07-06-2022 12:00 PM
I have a table in databricks called owner_final_delta with a column called contacts that holds data with this structure:
array<struct<address:struct<apartment:string,city:string,house:string,poBox:string,sources:array<string>,state:string,street:string,type:string,zip:string>,addresses:array<struct<apartment:string,city:string,house:string,lastSeen:string,poBox:string,sources:array<string>,state:string,street:string,type:string,zip:string>>,contactKey:string,emails:array<struct<emailId:string,lastSeen:string,sources:array<string>>>,lastModifiedDate:string,name:struct<firstNames:array<string>,lastNames:array<string>,middleNames:array<string>,salutations:array<string>,suffixes:array<string>>,phones:array<struct<extension:string,lastSeen:string,lineType:string,number:string,sources:array<string>,validSince:string>>,relationship:string,sources:array<string>>>
From this, I want to extract the emailId. I can extract contacts.emails which is an array that contains the emailId which itself can also be an array (if there are multiple emails tied to one record). The following is an example of one record returned from contacts.emails. A contact is akin to a business/company. So each element in the contacts.emails array is a person under that business/company. Furthermore, each person can have multiple emails (emailId).
array
What I would like to achieve is a column of just the emailId where there is one emailId per row. For the above example, I would like this one record split into 9 rows, one for each emailId. I tried using get_json_object but must be doing something wrong.
select get_json_object(cast(contacts.emails as string), '$.emailId') as emailId from owner_final_delta
I tried the above query as well as other variations like using STR() or trying contacts.emails[0] or $contacts.emails and they all run into a compiler error or return null values. I would prefer a solution using SQL (so it can be easily utilized in Tableau), but any solution would work.
07-13-2022 10:22 AM
So when I read it in, this is how I read it in.
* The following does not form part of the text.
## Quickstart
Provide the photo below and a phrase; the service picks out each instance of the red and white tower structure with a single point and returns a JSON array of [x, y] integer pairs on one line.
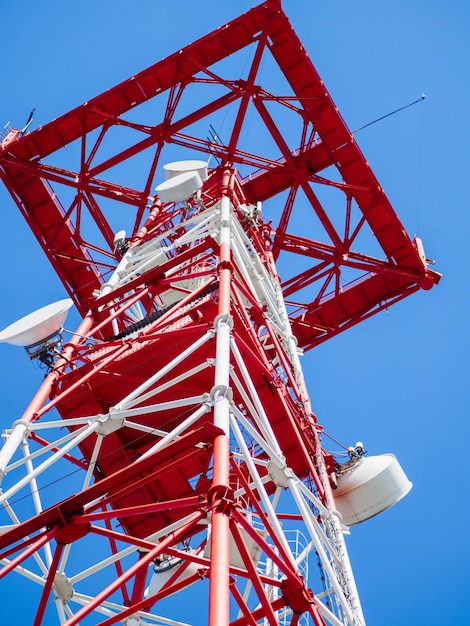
[[169, 469]]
I'm changing the temporary view table name so it wont conflict with your other table.
Python:
df1 = spark.read.format("csv").option("header", "true").option("escape", "\"").option("multiLine",True).load("file_path_where_csv_file_is_located")
df1.createOrReplaceTempView("owner_final_delta1")
display(df1)
select
from_json(contacts, """array<struct<address:struct<apartment:string,city:string,house:string,poBox:string,sources:array<string>,state:string,street:string,type:string,zip:string>,addresses:array<struct<apartment:string,city:string,house:string,lastSeen:string,poBox:string,sources:array<string>,state:string,street:string,type:string,zip:string>>,contactKey:string,emails:array<struct<emailId:string,lastSeen:string,sources:array<string>>>,lastModifiedDate:string,name:struct<firstNames:array<string>,lastNames:array<string>,middleNames:array<string>,salutations:array<string>,suffixes:array<string>>,phones:array<struct<extension:string,lastSeen:string,lineType:string,number:string,sources:array<string>,validSince:string>>,relationship:string,sources:array<string>>>""") contacts_parsed,
*
from owner_final_delta1
Then the last one is SQL.
07-13-2022 12:33 PM
This appears to have worked! I first uploaded it as a csv but turns out data was lost so that didn't work. But then I saved it as a .xlsx file and uploaded that to databricks. I then made a table out of it and saw that all the attributes (contacts included) were of string type.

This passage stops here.